Selon l’Ofpra, le taux d’acceptation est d’ailleurs tombé à 9,4 % en 2012, en baisse de 2 % comparé à 2011. [...]

Le Figaro

Des maires suisses ont pris des mesures pour exclure les demandeurs d’asile de certains lieux publics

La présence des demandeurs d’asile sur le sol suisse dérange. Certaines villes helvétiques envisagent de maintenir les demandeurs d’asile loin des endroits publics comme les piscines, les terrains de jeu et les bibliothèques, rapporte le site BBC.

Les organisations de défense des droits de l’homme dénoncent une mesure raciste. Les autorités suisses concernées parlent de mesures préventives contre de possibles tensions avec les résidents. En Suisse, selon la BBC, la part des demandeurs d’asile est supérieur à la moyenne européenne, environ 48 000.

Les demandeurs d’asile sont, pour la plupart, hébergés dans des centres spéciaux, des anciennes casernes de l’armée. Le premier centre a été ouvert à Bremgarten, une ville de 6000 habitants située au nord-est du pays. Son maire, rejoint par d’autres, comptent prendre des mesures pour limiter l’accès de certains endroits publics aux demandeurs d’asile. Roman Staub, maire de la ville de Menzingen, a déclaré qu’ils devraient être interdits de «zones sensibles» telles que les sorties d’écoles. A Bremgarten, une église leur sera également interdit d’accès.

Scandalisée par de telles mesures, l’agence onusienne pour les réfugiés (HCR) a répété que les demandeurs d’asile devaient bénéficier de la liberté de mouvement.

«Ils sont en Suisse légalement et n’ont commis aucun crime», a ajouté son porte-parole Dan McNorton.

Slate Afrique

La Grèce accusée de mener des « coups de filet abusifs » contre les migrants sans papiers

L’organisation non gouvernementale de protection des droits de l’Homme, Human Rights Watch (HRW), a accusé lundi la Grèce de mener des « coups de filet abusifs » contre les migrants sans papiers et les demandeurs d’asile.

HRW dénonce dans un communiqué les « arrestations abusives de dizaines de milliers de sans-papiers présumés » et « leur longue détention dans des commissariats ».

L’ONG a saisi l’occasion du premier anniversaire du lancement de l’opération policière « Xenios Zeus » (du nom du roi des dieux antiques Zeus, protecteur des hôtes) visant à lutter contre les sans-papiers, pour critiquer de nouveau la politique d’immigration du pays.
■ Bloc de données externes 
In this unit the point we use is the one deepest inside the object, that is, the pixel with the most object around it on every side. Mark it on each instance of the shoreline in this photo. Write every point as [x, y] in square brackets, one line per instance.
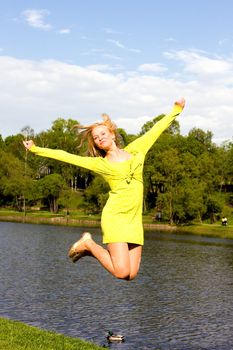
[209, 230]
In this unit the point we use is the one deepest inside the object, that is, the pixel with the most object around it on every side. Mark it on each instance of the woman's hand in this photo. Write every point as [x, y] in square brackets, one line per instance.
[181, 103]
[28, 144]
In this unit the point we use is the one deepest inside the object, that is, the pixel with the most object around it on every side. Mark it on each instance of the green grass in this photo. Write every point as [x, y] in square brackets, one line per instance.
[15, 335]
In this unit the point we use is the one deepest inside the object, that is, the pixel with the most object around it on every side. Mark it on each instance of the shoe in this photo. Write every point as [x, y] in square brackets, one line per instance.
[74, 254]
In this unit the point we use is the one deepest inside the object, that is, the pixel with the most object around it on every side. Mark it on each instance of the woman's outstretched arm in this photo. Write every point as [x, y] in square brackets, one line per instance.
[145, 142]
[91, 163]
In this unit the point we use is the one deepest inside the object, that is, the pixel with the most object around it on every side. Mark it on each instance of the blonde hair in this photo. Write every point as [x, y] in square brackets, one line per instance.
[86, 136]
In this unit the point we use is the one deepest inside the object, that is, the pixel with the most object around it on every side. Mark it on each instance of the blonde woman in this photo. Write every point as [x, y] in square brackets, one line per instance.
[121, 219]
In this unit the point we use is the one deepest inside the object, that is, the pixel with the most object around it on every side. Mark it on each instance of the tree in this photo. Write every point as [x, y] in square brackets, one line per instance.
[50, 188]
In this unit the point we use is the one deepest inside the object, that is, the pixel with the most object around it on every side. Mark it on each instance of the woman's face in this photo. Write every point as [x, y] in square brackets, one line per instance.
[103, 137]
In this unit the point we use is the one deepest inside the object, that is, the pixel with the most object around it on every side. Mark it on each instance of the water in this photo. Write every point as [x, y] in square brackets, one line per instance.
[182, 298]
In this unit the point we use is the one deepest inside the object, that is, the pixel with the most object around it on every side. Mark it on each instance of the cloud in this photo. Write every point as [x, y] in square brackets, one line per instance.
[152, 67]
[36, 93]
[199, 64]
[116, 43]
[35, 18]
[64, 31]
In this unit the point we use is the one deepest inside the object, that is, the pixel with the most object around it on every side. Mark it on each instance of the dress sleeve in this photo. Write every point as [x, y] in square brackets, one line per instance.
[145, 142]
[91, 163]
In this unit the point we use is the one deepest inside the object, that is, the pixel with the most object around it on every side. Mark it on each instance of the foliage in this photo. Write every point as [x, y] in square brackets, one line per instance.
[186, 178]
[15, 335]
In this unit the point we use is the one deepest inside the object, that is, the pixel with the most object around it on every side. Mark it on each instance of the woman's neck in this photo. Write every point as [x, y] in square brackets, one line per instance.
[117, 155]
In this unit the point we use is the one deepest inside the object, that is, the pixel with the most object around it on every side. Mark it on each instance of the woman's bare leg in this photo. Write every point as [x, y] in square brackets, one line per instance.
[122, 260]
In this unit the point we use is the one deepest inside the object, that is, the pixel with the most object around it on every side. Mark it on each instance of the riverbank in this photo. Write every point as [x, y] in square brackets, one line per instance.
[205, 229]
[15, 335]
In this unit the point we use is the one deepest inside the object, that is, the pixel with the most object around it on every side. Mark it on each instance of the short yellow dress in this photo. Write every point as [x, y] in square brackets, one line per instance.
[121, 219]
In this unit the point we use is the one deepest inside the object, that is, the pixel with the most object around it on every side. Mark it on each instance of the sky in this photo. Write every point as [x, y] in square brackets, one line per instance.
[131, 59]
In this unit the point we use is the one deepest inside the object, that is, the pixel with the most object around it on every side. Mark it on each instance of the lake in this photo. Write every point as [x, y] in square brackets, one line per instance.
[182, 298]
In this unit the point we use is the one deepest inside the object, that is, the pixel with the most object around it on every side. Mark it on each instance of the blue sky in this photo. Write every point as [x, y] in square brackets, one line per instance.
[130, 59]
Quelque 5.400 migrants ont été arrêtés « pour résidence illégale et d’autres infractions concernant les lois sur l’immigration » depuis le lancement de cette opération en août dernier, a indiqué la police dans un communiqué, tandis que de nombreux immigrés ont été conduits dans un commissariat pour vérifier leurs papiers.

HRW souligne aussi que « la crise économique profonde et la mauvaise gestion des affaires d’asile et d’immigration ont fait augmenter la colère contre les migrants en Grèce » et estime que le parti néonazi grec Aube dorée « en a profité et a vu accroître sa popularité ».

Ce parti a fait irruption au parlement pour la première fois en juin 2012 avec 18 députés sur 300.

« La violence xénophobe en Grèce a pris des dimensions alarmantes, des gangs attaquent régulièrement dans les rues d’Athènes des migrants et des demandeurs d’asile », poursuit HRW en indiquant que, malgré « certains pas positifs de la politique gouvernementale, ceux qui attaquent les migrants sont rarement arrêtés ».[...]

7 sur 7

Ain : Réquisition par des «militants associatifs» de locaux privés pour loger des demandeurs d’asile

Plusieurs dizaines de personnes du collectif Solidarité migrants de l’Ain ont investi lundi matin à Bourg-en-Bresse des locaux privés non utilisés rue Marc-Seguin, l’ex-siège social de l’Adapei. Composé d’une douzaine d’associations, syndicats et partis politique, le collectif a décidé de «réquisitionner » le bâtiment pour mettre à l’abri une quinzaine de familles de demandeurs d’asile.

Une soixantaine d’hommes, femmes et enfants, essentiellement ressortissants du Kosovo et d’Albanie, vivent depuis mars dans des garages privés du centre-ville à Bourg, dans des conditions précaires et insalubres, générant l’hostilité des propriétaires et riverains.

Une première ordonnance d’expulsion d’un garage a été rendue le 5 juillet par le tribunal d’instance, d’autres devraient suivre fin juillet. Le collectif espère interpeller le nouveau préfet de l’Ain pour que les services d’Etat qui pilotent l’accueil des demandeurs d’asile, proposent des solutions d’hébergement décent.